"Spark Core" task execution mechanism and task source Analysis 2

Last Update:2015-07-20 Source: Internet

Author: User

Developer on Alibaba Coud: Build your first app with APIs, SDKs, and tutorials on the Alibaba Cloud. Read more ＞

Introduction

The previous section, Task execution mechanism and task source 1, introduces the registration process of executor.
In this section, I'll take a executor from the end of the Launchtask, and I'll take a executor of the task after receiving the message.

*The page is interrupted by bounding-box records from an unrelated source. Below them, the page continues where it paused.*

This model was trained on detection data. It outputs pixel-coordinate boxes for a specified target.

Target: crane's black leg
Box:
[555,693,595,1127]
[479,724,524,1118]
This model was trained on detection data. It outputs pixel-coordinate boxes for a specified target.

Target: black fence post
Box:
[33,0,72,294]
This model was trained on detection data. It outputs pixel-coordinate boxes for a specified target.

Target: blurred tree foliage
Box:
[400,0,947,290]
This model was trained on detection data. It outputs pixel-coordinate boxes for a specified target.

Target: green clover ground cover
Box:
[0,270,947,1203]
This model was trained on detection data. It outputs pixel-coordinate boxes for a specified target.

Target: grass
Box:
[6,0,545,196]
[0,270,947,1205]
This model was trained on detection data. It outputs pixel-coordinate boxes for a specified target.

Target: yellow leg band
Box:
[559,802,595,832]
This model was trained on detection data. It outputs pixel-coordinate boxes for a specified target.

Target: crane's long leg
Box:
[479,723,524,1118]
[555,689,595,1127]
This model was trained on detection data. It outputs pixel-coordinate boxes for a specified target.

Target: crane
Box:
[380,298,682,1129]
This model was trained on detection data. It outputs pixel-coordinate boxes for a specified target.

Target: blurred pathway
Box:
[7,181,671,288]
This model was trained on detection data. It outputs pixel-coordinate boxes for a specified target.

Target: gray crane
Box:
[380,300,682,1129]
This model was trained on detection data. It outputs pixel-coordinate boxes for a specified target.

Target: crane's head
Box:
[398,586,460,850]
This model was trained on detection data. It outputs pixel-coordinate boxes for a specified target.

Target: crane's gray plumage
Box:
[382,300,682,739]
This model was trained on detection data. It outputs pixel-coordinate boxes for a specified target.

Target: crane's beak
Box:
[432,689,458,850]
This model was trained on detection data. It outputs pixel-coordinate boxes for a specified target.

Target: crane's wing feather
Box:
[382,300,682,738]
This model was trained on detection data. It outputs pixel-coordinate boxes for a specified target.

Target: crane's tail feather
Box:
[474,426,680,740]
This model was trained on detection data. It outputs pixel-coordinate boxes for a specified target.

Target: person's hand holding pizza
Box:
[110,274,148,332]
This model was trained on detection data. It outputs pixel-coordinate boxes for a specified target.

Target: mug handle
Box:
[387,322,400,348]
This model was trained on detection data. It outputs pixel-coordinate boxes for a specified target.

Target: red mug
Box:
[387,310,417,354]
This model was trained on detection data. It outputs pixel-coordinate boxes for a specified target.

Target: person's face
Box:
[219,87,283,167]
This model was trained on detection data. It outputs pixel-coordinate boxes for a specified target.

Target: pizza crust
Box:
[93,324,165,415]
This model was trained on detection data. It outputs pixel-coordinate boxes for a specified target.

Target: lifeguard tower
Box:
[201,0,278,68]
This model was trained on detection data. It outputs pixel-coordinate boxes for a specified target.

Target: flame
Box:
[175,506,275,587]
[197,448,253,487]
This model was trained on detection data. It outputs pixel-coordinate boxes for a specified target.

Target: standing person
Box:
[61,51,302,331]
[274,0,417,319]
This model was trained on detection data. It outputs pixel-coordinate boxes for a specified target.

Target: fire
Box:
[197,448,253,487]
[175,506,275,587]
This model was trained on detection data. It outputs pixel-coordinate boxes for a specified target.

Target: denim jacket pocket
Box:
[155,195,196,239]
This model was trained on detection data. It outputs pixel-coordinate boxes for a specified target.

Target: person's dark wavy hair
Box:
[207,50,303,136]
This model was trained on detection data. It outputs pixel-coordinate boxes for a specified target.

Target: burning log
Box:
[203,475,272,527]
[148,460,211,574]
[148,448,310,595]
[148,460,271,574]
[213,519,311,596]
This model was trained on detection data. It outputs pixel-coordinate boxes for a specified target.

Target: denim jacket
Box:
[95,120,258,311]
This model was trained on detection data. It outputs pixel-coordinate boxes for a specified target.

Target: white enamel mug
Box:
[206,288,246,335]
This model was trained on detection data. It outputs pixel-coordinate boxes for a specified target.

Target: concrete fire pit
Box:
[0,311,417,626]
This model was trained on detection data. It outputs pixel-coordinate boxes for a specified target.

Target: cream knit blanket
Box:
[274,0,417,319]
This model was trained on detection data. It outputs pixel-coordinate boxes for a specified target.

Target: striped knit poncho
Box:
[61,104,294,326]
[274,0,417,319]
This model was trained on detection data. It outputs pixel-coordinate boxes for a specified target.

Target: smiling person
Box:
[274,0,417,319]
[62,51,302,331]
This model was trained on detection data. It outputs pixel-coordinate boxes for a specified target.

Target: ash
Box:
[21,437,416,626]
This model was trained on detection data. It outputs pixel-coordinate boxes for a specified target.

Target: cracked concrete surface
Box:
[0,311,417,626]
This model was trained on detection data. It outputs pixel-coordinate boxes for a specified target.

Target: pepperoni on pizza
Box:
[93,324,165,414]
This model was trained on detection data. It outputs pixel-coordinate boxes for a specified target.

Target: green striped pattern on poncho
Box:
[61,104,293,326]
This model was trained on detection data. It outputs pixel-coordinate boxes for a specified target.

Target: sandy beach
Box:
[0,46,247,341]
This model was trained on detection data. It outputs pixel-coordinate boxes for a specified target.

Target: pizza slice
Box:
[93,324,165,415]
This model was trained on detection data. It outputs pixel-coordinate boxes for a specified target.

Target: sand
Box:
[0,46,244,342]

1. launchtasks Function of Executor

Driveractor submits the task, sends the launchtask instruction to Coarsegrainedexecutorbackend, receives the instruction, lets its internal executor to initiate the task, That is, the launchtask function of the idle executor is called.
Here is some code for receivewithlogging in Coarsegrainedexecutorbackend:

    case LaunchTask(data) =>      ifnull) {        logError("Received LaunchTask command but executor was null")        System.exit(1)      else {        val ser = env.closureSerializer.newInstance()        val taskDesc = ser.deserialize[TaskDescription](data.value)        logInfo("Got assigned task " + taskDesc.taskId)        executor.launchTask(this, taskId = taskDesc.taskId, attemptNumber = taskDesc.attemptNumber,          taskDesc.name, taskDesc.serializedTask)      }

Executor Execute Task:

  def launchTask(      context: ExecutorBackend,      taskId: Long,      attemptNumber: Int,      taskName: String,      serializedTask: ByteBuffer) {    valnew TaskRunner(context, taskId = taskId, attemptNumber = attemptNumber, taskName,      serializedTask)    runningTasks.put(taskId, tr)    threadPool.execute(tr)  }

Executor internal maintenance A thread pool, can run multiple tasks, each submitted task will be wrapped into taskrunner to threadpool execution.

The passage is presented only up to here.